ImageGear for C and C++ on Windows v19.10 - Updated
Concatenation and Alternation
User Guide > How to Work with... > OCR > Technical Specifications > Regular Expressions > Anatomy of a Regular Expression > Concatenation and Alternation

To describe a target field of more than one character length, you need to put together several atoms with possible multipliers. This operation is called concatenation, and its operator is implicit in regular expressions. This is analogous to the implicit multiplication operator in algebra, when you write something like 2xy.
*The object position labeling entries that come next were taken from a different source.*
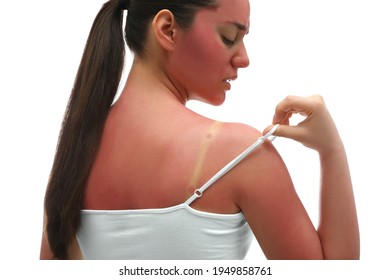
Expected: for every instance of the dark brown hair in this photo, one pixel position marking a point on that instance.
(92, 95)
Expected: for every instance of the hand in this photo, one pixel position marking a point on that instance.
(317, 131)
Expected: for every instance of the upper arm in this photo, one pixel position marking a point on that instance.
(266, 196)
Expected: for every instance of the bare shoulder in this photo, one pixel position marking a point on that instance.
(264, 192)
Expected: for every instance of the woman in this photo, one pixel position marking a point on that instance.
(129, 179)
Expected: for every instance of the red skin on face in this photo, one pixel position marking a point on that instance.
(202, 61)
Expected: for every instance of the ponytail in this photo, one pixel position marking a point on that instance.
(92, 95)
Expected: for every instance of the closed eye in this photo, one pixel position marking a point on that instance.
(227, 42)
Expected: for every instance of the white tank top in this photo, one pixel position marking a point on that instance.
(177, 232)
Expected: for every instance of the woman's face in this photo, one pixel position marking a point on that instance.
(208, 55)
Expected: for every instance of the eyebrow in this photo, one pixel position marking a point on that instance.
(240, 26)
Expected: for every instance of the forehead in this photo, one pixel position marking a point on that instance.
(227, 11)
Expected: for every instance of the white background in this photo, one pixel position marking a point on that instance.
(339, 49)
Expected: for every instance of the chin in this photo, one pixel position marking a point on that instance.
(215, 100)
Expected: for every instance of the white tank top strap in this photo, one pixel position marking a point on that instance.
(198, 192)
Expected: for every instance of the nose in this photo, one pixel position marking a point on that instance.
(241, 59)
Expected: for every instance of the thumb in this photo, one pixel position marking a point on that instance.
(286, 131)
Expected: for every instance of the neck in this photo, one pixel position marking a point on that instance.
(147, 78)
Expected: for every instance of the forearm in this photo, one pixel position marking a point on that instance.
(338, 228)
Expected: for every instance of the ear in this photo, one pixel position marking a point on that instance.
(165, 29)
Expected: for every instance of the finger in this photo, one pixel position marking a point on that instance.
(292, 105)
(286, 131)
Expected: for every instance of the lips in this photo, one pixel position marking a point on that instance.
(227, 81)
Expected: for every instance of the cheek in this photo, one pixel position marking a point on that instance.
(202, 54)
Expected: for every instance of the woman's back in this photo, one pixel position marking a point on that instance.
(156, 156)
For example, there is an implicit concatenation operator between 'S' and '/' or between ' *' and '[A-Z]' in the serial number matching regular expression example in the Using Regular Expressions in the User Dictionary section.
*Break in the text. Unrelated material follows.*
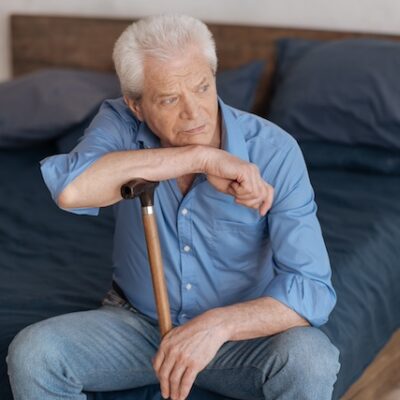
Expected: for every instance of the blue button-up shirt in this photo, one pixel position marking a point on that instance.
(215, 252)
The vertical bar ('|') operator used in regular expressions is analogous to the additive operator in algebra, as in 2xy+3z. When you concatenate atoms with or without multipliers you generate an alternative or branch. Then you can put together such alternatives using the vertical bar ('|') to build a regular expression that can match more complex targets. For example, 'DOC|RTF' matches target fields containing either DOC or RTF. Sometimes you need to use parentheses, just like in algebra, to express more complicated cases. To match filenames with extensions of either DOC or RTF, you would write '.*\.(DOC|RTF)' (note the backslash before the second dot, which specifies the actual dot character, not 'any character'). This expression is analogous to the algebraic expression of 2x(y+z). Had we written it without the parentheses, '.*\.DOC|RTF', this regular expression would not match something like MY.RTF, but would match MY.DOC or RTF alone.